What is the difference between push and unshift in Perl?

You really should be using use strict; and use warnings; in your code. Having them activated will allow you to identify errors in your code.

Change all instances of the following:

foreach $name (@names) -> for my $i (@names) as you don't do anything with the elements in the @names array.

@numbers[i] -> $numbers[$i] as this is where you've made a not uncommon mistake of using an array slice rather than referring to an array element.

This is not C. Every 'variable' has to have a sigil ($, @, %, &, etc.) in front of it. That i should really be $i.


As for the difference between push and shift, the documentation explains:

perldoc -f push:

push ARRAY,LIST

Treats ARRAY as a stack, and pushes the values of LIST onto the end of ARRAY. The length of ARRAY increases by the length of LIST. ... Returns the number of elements in the array following the completed "push".

perldoc -f unshift:

unshift ARRAY,LIST

Does the opposite of a shift. Or the opposite of a push, depending on how you look at it. Prepends list to the front of the array, and returns the new number of elements in the array.


To put it ASCII-matically...

        +---------+           +-----------+        +---------+ 
<-----  | ITEM(S) |  ----->   | (@) ARRAY | <----- | ITEM(S) | ----->
 shift  +---------+  unshift  +-----------+  push  +---------+   pop
                              ^           ^
                              FRONT       END

unshift is used to add a value or values onto the beginning of an array:

Does the opposite of a shift. Or the opposite of a push, depending on how you look at it.

The new values then become the first elements in the array.

push adds elements to the end of an array:

Treats ARRAY as a stack, and pushes the values of LIST onto the end of ARRAY.


This should really be a comment but it is too long for a comment box, so here it is.

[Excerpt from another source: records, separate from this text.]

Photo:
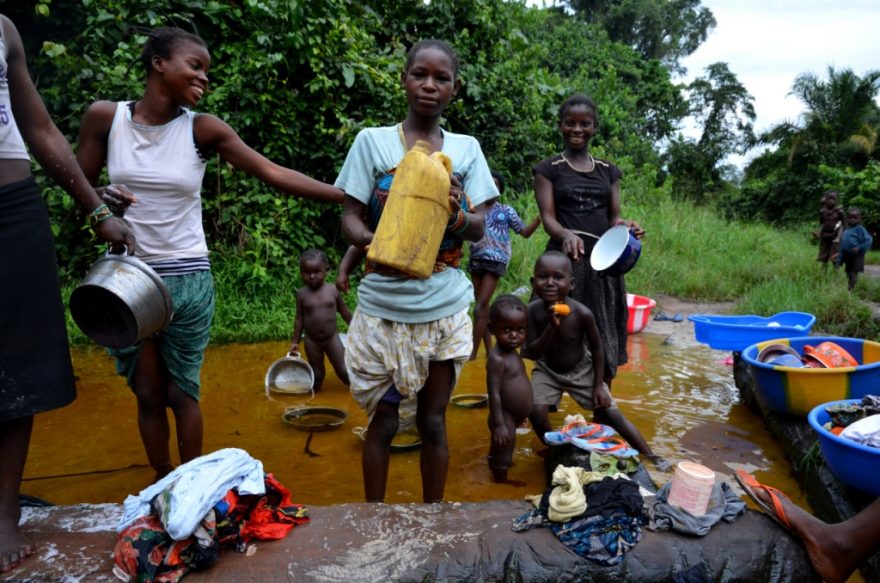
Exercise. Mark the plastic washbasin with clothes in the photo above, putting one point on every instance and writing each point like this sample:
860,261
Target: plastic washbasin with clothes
736,333
796,390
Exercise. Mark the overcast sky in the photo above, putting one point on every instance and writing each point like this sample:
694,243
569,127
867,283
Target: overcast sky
767,43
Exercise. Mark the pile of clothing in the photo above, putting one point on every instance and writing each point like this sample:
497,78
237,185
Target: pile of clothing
859,422
180,523
598,511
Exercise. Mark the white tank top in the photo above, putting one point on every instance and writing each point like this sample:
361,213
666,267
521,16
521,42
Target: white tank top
11,142
161,166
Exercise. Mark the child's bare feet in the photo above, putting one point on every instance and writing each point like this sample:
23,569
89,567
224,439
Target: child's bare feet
162,471
14,548
662,464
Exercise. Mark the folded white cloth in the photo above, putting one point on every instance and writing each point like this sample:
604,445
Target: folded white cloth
192,489
865,431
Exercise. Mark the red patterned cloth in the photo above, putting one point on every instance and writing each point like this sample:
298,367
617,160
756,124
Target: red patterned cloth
145,552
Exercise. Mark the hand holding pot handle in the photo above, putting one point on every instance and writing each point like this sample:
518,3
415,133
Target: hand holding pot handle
118,198
117,233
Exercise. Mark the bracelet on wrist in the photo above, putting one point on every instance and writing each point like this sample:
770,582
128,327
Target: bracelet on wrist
463,227
99,215
456,221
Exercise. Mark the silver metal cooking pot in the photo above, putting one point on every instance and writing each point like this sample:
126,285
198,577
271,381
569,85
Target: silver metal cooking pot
120,302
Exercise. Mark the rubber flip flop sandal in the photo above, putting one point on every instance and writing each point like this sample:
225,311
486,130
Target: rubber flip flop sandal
615,446
583,429
578,429
749,484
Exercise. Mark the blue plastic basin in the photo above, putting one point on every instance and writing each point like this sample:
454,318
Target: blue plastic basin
796,391
735,333
854,464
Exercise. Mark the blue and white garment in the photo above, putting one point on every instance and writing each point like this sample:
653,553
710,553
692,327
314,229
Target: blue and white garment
495,244
11,143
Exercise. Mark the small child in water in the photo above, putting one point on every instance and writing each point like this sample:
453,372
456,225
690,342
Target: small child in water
510,392
563,338
316,306
854,244
830,228
489,258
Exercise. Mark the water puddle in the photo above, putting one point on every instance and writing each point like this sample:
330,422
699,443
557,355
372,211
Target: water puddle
681,397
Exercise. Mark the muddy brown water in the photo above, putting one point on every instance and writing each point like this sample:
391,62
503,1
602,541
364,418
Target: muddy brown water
681,396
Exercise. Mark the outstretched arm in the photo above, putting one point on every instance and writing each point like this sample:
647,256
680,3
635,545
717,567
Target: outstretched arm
601,397
216,134
353,256
353,225
571,243
48,144
614,213
537,342
342,308
494,373
297,328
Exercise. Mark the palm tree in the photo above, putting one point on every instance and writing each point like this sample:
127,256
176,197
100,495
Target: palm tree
837,112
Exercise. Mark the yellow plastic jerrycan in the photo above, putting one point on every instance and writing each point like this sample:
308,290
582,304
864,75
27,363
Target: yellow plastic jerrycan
416,213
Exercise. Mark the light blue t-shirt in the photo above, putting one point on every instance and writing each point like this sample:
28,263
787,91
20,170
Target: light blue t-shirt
376,151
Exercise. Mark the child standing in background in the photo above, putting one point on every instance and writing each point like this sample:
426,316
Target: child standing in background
830,228
510,392
489,258
854,244
316,306
409,337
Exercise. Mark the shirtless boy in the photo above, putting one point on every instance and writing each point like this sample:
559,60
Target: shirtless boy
316,306
510,392
563,338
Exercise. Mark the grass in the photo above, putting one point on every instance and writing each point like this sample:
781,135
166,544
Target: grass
688,252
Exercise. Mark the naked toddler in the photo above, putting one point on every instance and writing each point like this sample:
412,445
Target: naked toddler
510,392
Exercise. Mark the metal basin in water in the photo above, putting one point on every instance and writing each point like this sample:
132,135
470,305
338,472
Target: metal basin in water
120,302
290,374
314,419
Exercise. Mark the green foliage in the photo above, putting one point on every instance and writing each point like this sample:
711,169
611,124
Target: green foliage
298,80
858,188
666,30
834,143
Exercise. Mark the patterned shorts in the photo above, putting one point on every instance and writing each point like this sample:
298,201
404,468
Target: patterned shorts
381,354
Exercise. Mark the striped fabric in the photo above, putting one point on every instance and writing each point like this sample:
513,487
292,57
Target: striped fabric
181,266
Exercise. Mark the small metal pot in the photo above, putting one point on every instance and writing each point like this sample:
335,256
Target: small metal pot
616,252
120,302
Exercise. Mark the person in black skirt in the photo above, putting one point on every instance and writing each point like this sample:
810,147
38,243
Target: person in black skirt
36,374
579,199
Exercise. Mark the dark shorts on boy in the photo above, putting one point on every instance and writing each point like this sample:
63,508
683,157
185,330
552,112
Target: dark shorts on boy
549,385
483,266
828,247
854,262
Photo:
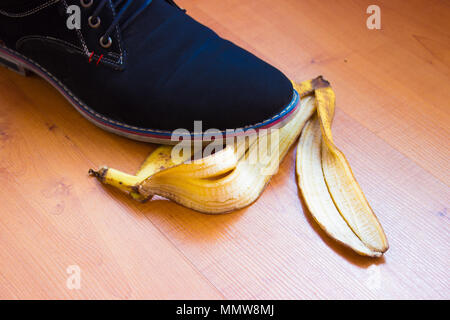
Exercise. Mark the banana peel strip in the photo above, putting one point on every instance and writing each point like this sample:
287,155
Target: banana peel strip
227,181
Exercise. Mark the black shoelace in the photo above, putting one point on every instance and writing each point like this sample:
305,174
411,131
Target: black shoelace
94,20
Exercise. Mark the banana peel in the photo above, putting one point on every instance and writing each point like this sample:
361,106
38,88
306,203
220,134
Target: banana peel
227,180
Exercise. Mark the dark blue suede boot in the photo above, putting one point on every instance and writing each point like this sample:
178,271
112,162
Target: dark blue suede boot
143,68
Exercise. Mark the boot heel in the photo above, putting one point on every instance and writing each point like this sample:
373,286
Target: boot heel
13,64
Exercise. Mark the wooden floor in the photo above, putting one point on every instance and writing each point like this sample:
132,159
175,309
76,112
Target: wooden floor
392,122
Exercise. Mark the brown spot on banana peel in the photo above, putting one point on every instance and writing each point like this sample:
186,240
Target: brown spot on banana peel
99,174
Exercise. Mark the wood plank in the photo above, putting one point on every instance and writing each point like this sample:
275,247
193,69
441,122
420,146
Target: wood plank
54,216
392,87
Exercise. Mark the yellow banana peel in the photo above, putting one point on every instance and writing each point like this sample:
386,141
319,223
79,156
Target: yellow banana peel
229,180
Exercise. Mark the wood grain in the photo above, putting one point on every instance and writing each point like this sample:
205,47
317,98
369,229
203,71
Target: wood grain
393,94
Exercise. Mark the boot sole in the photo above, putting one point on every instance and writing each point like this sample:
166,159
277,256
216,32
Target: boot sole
23,65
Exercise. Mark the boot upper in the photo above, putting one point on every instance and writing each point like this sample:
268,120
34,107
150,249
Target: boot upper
163,71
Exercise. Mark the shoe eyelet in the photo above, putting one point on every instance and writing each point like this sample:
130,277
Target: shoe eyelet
86,3
94,22
107,44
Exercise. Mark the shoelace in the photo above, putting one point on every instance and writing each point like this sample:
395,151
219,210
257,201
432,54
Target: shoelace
94,20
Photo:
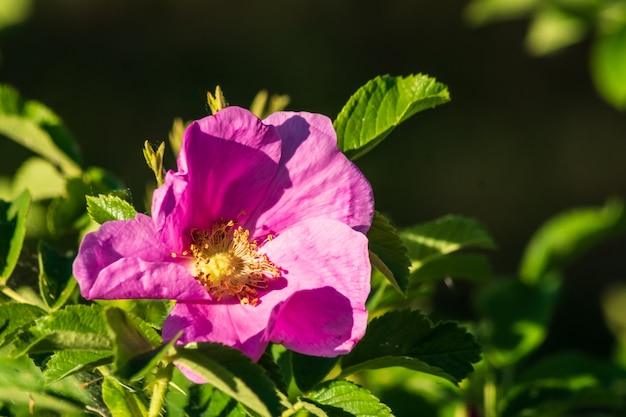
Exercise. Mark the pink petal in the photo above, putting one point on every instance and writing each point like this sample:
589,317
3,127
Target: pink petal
236,325
327,269
124,259
318,308
228,161
314,179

If you want to illustrate the difference between unshift and push, the following would suffice:

#!/usr/bin/perl

use strict; use warnings;

my @x;

push @x, $_ for 1 .. 3;

my @y;

unshift @y, $_ for 1 .. 3;

print "\@x = @x\n\@y = @y\n";

Output:

@x = 1 2 3
@y = 3 2 1

Note use strict; protects you against many programmer errors and use warnings; warns you when you use constructs of dubious value. At your level, neither is optional.